New parents Silvia Hernandez and Raul Torres defied the odds with the birth of their three daughters, Catalina, Ximena and Scarlett, at Corpus Christi Medical Center. The odds of having identical triplets without fertility treatments is one in a million, and conjoined twins happen only once in every 200,000 births.
The babies were born at almost 34 weeks and they all weigh 4 lbs., 11 oz.
“God chose us to take care of these babies,” Torres said in a statement released by the hospital. “We put our faith in God’s hands first and everything will be all right.”
The conjoined babies, Ximena and Scarlett, were transferred to Driscoll Children’s Hospital in Corpus Christi, and Catalina remains at Corpus Christi Medical Center with Hernandez, who is recovering from her cesarean section.

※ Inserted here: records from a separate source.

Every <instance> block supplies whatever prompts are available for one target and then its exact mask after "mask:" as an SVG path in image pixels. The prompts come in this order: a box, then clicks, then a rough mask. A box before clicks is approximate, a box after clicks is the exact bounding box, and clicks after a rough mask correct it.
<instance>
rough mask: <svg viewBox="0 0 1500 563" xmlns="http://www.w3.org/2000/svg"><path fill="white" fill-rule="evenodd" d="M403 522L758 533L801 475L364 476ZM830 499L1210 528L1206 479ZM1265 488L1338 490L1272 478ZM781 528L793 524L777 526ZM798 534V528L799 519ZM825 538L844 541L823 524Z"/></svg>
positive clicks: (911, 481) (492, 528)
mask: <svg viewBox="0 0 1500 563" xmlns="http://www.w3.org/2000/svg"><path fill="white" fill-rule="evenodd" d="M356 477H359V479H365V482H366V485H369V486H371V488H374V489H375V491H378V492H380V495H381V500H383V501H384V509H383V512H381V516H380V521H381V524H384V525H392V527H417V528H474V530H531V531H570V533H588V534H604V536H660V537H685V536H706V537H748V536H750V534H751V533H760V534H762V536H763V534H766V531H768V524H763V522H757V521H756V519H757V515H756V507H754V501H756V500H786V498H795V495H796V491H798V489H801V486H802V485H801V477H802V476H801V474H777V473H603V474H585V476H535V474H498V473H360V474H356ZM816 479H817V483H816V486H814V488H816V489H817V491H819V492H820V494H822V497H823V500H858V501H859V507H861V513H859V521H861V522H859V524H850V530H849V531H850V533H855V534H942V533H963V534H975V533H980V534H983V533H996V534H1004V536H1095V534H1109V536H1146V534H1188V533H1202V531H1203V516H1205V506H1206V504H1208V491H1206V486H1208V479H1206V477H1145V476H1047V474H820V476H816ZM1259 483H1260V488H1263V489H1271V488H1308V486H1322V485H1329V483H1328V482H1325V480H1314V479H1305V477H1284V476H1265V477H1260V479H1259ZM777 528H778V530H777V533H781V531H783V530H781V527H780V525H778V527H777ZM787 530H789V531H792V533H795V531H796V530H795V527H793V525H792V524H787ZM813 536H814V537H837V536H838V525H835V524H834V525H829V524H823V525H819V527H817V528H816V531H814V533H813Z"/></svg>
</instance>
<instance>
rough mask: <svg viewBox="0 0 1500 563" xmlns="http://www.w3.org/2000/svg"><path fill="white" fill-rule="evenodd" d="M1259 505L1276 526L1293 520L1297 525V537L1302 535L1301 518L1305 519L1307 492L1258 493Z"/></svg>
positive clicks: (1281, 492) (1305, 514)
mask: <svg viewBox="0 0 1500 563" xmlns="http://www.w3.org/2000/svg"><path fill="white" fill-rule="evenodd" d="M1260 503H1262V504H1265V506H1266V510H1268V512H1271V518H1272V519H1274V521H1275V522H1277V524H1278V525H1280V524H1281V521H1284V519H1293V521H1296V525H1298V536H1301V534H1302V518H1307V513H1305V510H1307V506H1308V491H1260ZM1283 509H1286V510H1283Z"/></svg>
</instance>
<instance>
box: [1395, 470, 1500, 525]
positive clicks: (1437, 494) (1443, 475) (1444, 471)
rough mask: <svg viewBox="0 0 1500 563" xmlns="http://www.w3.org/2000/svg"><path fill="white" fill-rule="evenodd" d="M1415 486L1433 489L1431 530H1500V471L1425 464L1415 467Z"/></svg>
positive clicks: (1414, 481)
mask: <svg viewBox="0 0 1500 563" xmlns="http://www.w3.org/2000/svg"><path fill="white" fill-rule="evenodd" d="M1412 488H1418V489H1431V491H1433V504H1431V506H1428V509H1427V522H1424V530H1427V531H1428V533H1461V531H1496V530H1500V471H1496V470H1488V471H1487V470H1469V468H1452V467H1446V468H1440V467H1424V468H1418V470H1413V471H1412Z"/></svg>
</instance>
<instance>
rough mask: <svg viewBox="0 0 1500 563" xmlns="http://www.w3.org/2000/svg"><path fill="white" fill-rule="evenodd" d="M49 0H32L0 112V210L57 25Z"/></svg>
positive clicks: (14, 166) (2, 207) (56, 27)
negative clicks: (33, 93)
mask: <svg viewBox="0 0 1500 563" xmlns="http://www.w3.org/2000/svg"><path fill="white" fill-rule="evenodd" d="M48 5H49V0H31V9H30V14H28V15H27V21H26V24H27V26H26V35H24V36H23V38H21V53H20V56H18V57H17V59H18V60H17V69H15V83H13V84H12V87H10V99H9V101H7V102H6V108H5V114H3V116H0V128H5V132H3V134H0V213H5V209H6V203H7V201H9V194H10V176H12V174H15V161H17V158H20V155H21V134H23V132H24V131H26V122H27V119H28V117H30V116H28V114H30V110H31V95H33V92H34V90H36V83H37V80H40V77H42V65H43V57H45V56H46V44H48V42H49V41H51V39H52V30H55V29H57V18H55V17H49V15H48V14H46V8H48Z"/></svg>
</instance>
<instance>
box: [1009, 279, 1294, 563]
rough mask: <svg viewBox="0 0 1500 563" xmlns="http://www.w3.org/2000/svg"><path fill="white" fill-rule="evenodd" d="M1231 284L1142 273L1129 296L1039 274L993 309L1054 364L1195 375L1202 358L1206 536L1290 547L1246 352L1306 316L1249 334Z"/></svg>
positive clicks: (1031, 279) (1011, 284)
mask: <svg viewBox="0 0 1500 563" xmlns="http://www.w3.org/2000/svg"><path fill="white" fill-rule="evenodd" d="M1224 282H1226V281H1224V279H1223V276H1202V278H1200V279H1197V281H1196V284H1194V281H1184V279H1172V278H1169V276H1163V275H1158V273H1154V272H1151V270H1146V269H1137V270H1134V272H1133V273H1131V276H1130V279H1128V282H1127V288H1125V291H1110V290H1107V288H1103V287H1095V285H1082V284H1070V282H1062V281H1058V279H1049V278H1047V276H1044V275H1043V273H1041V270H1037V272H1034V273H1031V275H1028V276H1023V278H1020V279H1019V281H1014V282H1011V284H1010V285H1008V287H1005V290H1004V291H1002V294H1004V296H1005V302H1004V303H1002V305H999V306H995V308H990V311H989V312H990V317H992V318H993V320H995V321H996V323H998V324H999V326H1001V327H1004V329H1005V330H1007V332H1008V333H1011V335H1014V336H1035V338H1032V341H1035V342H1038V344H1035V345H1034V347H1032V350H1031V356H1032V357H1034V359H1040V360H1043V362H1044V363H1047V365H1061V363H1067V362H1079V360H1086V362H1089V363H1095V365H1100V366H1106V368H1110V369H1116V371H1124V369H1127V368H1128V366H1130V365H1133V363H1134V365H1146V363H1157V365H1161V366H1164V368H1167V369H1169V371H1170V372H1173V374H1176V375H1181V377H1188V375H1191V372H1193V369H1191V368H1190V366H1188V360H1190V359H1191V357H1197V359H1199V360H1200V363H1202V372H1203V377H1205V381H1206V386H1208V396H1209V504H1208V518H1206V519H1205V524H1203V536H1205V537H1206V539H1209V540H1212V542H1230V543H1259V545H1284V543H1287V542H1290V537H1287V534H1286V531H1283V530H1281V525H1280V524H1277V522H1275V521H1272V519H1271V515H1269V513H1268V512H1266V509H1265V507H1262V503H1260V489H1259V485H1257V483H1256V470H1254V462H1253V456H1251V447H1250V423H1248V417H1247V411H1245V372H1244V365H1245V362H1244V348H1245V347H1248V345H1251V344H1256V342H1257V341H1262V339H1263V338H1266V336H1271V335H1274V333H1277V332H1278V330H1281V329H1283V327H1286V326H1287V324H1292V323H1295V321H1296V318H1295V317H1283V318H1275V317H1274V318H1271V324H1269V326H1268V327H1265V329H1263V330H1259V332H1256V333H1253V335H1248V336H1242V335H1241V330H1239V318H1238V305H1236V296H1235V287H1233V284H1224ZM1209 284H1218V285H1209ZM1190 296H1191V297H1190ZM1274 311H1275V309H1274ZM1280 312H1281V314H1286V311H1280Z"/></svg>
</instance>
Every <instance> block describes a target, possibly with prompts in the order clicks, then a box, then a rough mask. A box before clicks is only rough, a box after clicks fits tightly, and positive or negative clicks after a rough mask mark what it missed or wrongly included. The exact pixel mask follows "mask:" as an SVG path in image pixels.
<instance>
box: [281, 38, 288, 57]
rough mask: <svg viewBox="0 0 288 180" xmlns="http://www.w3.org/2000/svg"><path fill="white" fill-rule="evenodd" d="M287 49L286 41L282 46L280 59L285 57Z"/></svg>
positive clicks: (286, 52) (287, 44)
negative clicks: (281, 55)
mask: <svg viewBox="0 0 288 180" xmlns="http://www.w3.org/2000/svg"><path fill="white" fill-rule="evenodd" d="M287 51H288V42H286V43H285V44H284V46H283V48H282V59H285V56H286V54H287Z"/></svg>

The conjoined babies are connected at the pelvis. They have separate legs and they also have separate bladders, but part of their intestines and abdominal wall are attached. Torres said the babies would likely be separated within six months to a year.
“The two babies are going into surgery right now. They’re going to check their liquids to see that nothing’s blocked up.” Torres told ABC News.
The couple, who are also parents to their 2-year-old son, Raul Jr., learned two of their babies were conjoined during the pregnancy.
“The truth is I cried, not because of how the babies would look because we knew we would do our best to give them the best and most productive life possible, I cried because the doctor said we had to understand and accept the fact that once they were born they could die,” she wrote on the couple’s Facebook page.
“God chose us for a reason, to take care of them,” Torres told KIII TV. “He sent us little angels for a reason; so it’s a big blessing for us.”
Torres had to leave his job as a painter and sandblaster to care for his wife and their son during the final weeks of Hernandez’s pregnancy. The family has set up a GoFundMe page to help with medical expenses.